Peru Judge Could Put Keiko Behind Bars For 36 Months
31 October 2018
Telesur

Peruvian Judge to decide if legislator Keiko Fujimori will be detained for 36 months during investigation of her connection to Odebrecht corruption.

Peruvian Judge Richard Concepcion Carhuancho will continue the hearing against Keiko Fujimori, leader of Popular Force Wednesday in order to decide if the lawmaker should be held in 36 months of preventive detention.

Earlier this month the 2011 presidential candidate and daughter to the former authoritarian leader of Peru, Alberto Fujimori, was detained for 10 days for allegedly receiving up to US$1.2 million from Brazil’s Odebretch construction company to fund her previous campaign. She was released Oct. 20 and put in protective custody.

State prosecutor Jose Domingo Perez is trying to place Fujimori and 10 others from her political party, Popular Force, in long-term preventative detention while the investigation into their connection to the campaign money laundering scandal takes place.

Judge Carhuancho has already heard the cases against Keiko and her advisers Pier Figari and Ana Herz, as well as Vicente Silva Checa, and Jaime Yoshiyama, former secretary general of the party.

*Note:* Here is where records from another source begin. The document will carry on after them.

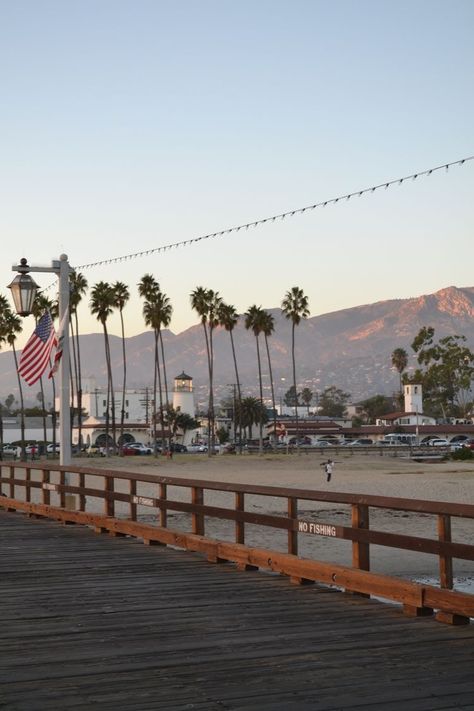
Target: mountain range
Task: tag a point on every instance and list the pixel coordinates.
(350, 348)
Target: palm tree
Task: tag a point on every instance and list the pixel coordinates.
(121, 296)
(148, 288)
(13, 326)
(268, 328)
(295, 307)
(306, 397)
(78, 287)
(400, 362)
(252, 412)
(254, 320)
(101, 304)
(40, 305)
(4, 309)
(207, 304)
(157, 311)
(228, 318)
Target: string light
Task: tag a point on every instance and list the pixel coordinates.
(272, 218)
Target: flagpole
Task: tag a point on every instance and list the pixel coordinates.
(64, 392)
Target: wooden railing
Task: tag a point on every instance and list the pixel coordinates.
(73, 495)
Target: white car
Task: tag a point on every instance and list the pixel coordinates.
(438, 442)
(11, 450)
(140, 447)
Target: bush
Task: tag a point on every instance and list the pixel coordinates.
(463, 454)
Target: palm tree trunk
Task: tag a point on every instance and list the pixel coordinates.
(162, 422)
(272, 385)
(155, 370)
(238, 390)
(124, 358)
(260, 424)
(43, 413)
(79, 381)
(112, 395)
(22, 408)
(294, 383)
(211, 393)
(209, 414)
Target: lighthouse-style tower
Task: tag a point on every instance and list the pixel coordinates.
(183, 396)
(413, 398)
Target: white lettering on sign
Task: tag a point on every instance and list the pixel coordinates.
(143, 500)
(318, 529)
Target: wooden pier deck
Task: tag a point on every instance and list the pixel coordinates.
(97, 622)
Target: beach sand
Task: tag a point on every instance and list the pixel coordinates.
(353, 473)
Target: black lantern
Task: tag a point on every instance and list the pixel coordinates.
(23, 289)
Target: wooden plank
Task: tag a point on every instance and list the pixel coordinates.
(93, 622)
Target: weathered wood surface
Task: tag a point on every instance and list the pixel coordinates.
(98, 622)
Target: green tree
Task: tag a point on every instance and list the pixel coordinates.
(333, 402)
(306, 398)
(400, 362)
(229, 318)
(254, 320)
(291, 398)
(268, 328)
(78, 287)
(12, 327)
(375, 407)
(446, 372)
(252, 413)
(120, 299)
(207, 304)
(102, 305)
(295, 308)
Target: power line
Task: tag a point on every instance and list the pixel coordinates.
(273, 218)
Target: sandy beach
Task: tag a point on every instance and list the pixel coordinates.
(353, 473)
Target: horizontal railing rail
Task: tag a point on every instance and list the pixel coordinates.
(70, 494)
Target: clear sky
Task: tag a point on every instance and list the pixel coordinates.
(130, 124)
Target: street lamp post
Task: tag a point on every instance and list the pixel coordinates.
(23, 292)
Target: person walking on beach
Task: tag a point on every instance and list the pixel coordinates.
(328, 467)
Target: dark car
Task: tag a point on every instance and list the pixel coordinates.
(178, 447)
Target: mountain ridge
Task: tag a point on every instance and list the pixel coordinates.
(350, 348)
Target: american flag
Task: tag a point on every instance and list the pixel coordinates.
(59, 343)
(35, 355)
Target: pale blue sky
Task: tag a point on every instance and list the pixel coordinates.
(130, 124)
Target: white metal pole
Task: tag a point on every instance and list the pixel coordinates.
(64, 393)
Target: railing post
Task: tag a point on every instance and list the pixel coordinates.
(198, 518)
(82, 497)
(240, 525)
(109, 507)
(27, 485)
(163, 511)
(292, 534)
(132, 491)
(46, 492)
(12, 485)
(445, 561)
(360, 551)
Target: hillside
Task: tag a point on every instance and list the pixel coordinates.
(350, 348)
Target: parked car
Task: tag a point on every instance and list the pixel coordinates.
(11, 450)
(193, 448)
(438, 442)
(140, 447)
(129, 451)
(178, 447)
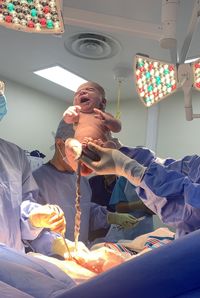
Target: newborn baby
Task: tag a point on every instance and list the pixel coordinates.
(91, 122)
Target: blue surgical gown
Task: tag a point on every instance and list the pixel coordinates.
(124, 191)
(17, 193)
(171, 189)
(58, 187)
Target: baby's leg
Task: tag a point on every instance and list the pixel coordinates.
(73, 148)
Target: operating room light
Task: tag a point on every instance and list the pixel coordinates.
(38, 16)
(61, 77)
(196, 73)
(154, 79)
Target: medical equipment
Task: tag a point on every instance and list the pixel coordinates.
(155, 80)
(32, 16)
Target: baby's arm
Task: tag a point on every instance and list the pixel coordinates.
(71, 115)
(110, 121)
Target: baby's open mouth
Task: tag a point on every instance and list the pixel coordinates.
(84, 99)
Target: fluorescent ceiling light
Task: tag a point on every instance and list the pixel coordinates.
(190, 60)
(61, 77)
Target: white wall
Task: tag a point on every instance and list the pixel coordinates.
(31, 118)
(133, 117)
(176, 136)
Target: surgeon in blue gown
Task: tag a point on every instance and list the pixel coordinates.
(170, 188)
(22, 220)
(57, 184)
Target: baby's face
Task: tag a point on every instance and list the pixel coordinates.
(88, 97)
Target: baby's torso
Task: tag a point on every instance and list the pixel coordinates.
(89, 126)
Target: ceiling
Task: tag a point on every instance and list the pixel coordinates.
(135, 25)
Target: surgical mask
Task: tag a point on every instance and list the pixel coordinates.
(3, 106)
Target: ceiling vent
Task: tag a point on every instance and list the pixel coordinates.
(92, 46)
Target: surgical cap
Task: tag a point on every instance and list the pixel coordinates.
(64, 130)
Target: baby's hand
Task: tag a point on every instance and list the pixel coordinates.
(71, 115)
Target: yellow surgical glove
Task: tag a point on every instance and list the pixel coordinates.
(112, 161)
(49, 216)
(124, 220)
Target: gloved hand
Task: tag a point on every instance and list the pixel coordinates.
(112, 161)
(66, 248)
(124, 220)
(49, 216)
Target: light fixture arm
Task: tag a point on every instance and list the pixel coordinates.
(190, 31)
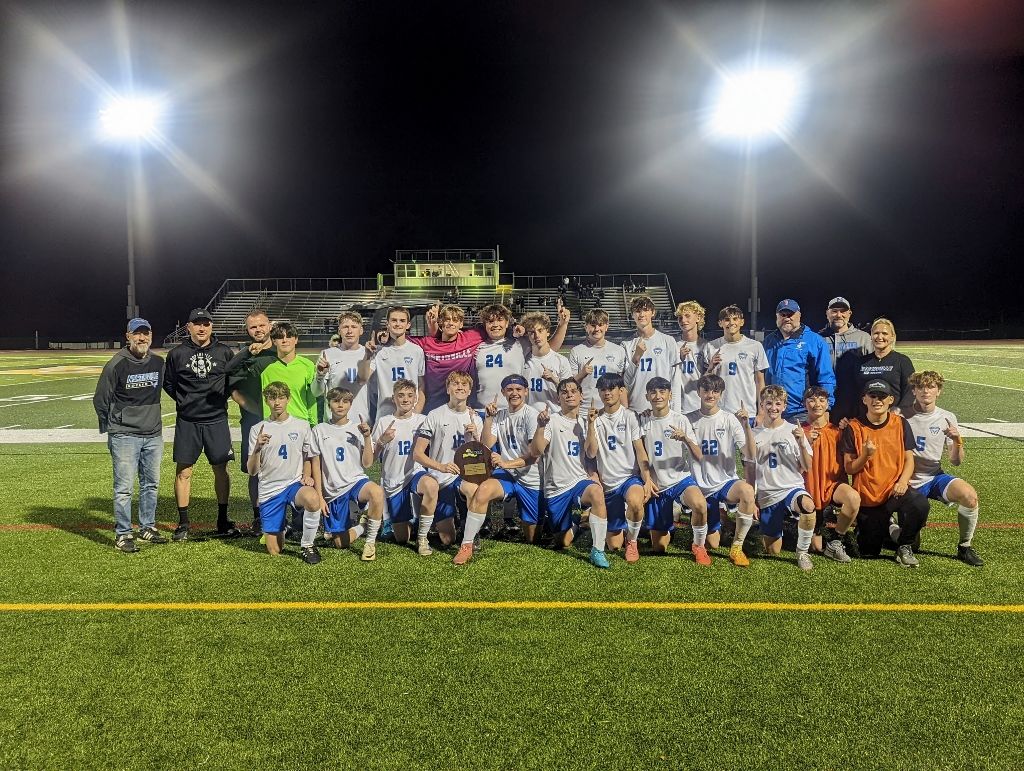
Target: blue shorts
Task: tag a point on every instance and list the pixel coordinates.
(614, 502)
(343, 511)
(272, 511)
(774, 516)
(527, 498)
(400, 504)
(936, 489)
(560, 507)
(658, 515)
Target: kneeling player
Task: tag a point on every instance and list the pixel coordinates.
(342, 452)
(782, 458)
(934, 429)
(671, 443)
(400, 475)
(560, 439)
(281, 450)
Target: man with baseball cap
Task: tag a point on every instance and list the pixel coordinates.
(797, 358)
(127, 403)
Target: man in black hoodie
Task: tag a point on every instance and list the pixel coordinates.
(127, 403)
(196, 377)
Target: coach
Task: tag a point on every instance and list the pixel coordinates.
(127, 403)
(798, 358)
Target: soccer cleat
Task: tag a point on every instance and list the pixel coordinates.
(905, 558)
(632, 552)
(598, 558)
(968, 555)
(151, 536)
(465, 554)
(700, 555)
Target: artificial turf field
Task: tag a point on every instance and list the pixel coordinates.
(237, 660)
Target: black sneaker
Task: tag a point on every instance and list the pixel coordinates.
(310, 555)
(151, 536)
(968, 555)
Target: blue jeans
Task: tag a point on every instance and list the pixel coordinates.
(133, 456)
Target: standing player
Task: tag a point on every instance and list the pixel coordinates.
(783, 456)
(559, 440)
(721, 434)
(671, 444)
(401, 476)
(341, 452)
(935, 429)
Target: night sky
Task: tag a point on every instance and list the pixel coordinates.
(328, 135)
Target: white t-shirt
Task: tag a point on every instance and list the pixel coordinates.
(340, 451)
(616, 458)
(397, 466)
(778, 462)
(281, 460)
(446, 431)
(718, 435)
(739, 362)
(670, 459)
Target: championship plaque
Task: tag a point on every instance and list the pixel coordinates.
(473, 460)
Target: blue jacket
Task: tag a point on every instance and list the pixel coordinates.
(803, 360)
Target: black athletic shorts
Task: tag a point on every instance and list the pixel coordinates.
(190, 439)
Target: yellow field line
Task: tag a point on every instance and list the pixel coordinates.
(46, 607)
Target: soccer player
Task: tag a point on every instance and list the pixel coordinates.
(281, 447)
(399, 359)
(444, 430)
(783, 456)
(559, 440)
(878, 454)
(597, 356)
(739, 360)
(613, 440)
(720, 434)
(671, 444)
(401, 476)
(341, 452)
(127, 404)
(516, 473)
(545, 367)
(196, 377)
(649, 354)
(826, 480)
(934, 430)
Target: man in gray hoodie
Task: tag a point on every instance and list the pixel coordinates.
(127, 403)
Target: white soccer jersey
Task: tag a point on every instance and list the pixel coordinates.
(544, 391)
(344, 373)
(658, 360)
(739, 362)
(718, 435)
(495, 361)
(281, 460)
(929, 442)
(778, 462)
(670, 459)
(514, 431)
(563, 467)
(391, 363)
(397, 466)
(446, 431)
(616, 458)
(340, 451)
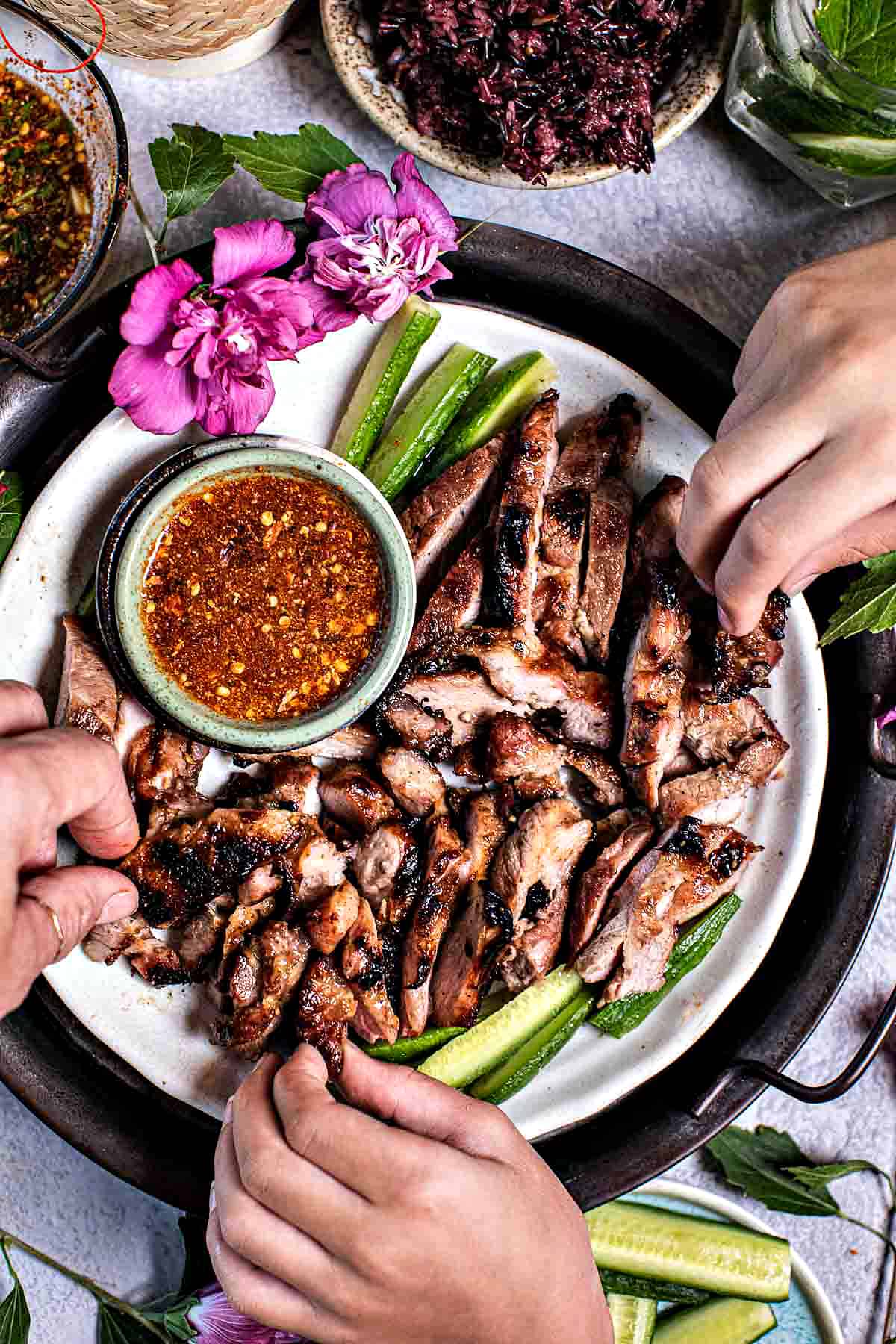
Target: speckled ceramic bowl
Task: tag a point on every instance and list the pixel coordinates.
(688, 96)
(134, 535)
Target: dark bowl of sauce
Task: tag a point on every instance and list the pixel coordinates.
(255, 594)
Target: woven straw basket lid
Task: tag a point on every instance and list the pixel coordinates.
(163, 30)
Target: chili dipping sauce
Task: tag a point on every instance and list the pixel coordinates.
(264, 597)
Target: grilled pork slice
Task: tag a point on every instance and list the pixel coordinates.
(598, 880)
(328, 922)
(190, 863)
(742, 665)
(364, 969)
(284, 952)
(718, 793)
(355, 799)
(653, 687)
(440, 512)
(700, 863)
(448, 866)
(388, 868)
(134, 939)
(414, 781)
(324, 1007)
(539, 930)
(519, 522)
(610, 507)
(455, 603)
(467, 953)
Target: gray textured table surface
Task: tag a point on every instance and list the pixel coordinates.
(719, 225)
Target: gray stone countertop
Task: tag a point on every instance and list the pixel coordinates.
(719, 223)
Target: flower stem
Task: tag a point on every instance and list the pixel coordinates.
(155, 245)
(7, 1239)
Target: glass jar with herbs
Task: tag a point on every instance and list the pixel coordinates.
(815, 82)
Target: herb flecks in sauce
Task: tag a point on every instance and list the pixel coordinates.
(264, 597)
(45, 201)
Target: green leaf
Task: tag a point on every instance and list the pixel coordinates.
(862, 35)
(11, 510)
(292, 166)
(116, 1327)
(817, 1177)
(15, 1317)
(190, 168)
(758, 1164)
(869, 604)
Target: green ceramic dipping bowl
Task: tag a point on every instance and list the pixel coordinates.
(131, 542)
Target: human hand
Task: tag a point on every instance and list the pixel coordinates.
(52, 777)
(810, 435)
(428, 1218)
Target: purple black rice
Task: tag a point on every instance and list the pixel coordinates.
(536, 82)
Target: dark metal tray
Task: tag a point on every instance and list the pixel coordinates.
(109, 1112)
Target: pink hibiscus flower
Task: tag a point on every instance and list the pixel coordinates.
(375, 248)
(202, 352)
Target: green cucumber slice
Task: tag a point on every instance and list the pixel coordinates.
(532, 1057)
(491, 1042)
(718, 1257)
(662, 1290)
(426, 417)
(618, 1019)
(726, 1322)
(411, 1048)
(633, 1319)
(381, 382)
(501, 399)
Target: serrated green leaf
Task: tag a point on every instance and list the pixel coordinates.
(190, 168)
(758, 1164)
(11, 510)
(292, 166)
(818, 1176)
(15, 1317)
(869, 604)
(116, 1327)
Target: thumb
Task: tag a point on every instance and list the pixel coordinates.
(401, 1095)
(80, 898)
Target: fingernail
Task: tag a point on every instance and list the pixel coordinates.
(122, 903)
(803, 584)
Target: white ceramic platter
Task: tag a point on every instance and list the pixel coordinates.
(163, 1033)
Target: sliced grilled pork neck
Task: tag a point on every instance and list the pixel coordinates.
(467, 953)
(193, 862)
(328, 922)
(324, 1007)
(388, 868)
(364, 969)
(457, 601)
(598, 880)
(445, 874)
(539, 929)
(413, 780)
(134, 939)
(519, 522)
(356, 799)
(284, 952)
(440, 512)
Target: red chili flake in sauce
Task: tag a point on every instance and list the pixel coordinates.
(264, 597)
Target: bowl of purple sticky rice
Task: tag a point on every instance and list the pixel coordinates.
(532, 93)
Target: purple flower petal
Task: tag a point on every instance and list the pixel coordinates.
(245, 252)
(159, 396)
(418, 201)
(153, 302)
(354, 195)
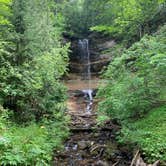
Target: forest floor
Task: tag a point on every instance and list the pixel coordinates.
(89, 144)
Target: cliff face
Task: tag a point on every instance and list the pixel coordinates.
(99, 57)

The judge is expected to make a ruling on the preventative detention for Fujimori and Augusto Bedoya Camere, Adriana Tarazona, Carmela Paucara Paxi, Jorge Yoshiyama Sasaki, Luis Mejia Lecca and Giancarlo Bertini Vivanco who are also being investigated in connection to the Odebrectch embezzlement case.

Local media says the legal battle against Keiko may jeopardize her 2021 presidential bid.

Keiko Fujimori leads the powerful conservative opposition party Popular Force, which has a majority in Congress and was key to toppling former President Pedro Pablo Kuczynski last March in a different Odebrectch graft scandal.

In early October a pardon granted to her father by Kuczynski was annulled.

Alberto Fujimori was sentenced to 25 years in prison for commanding death squads that massacred civilians in a counterinsurgency campaign during his right-wing government. He was later found guilty of crimes against humanity by an international court.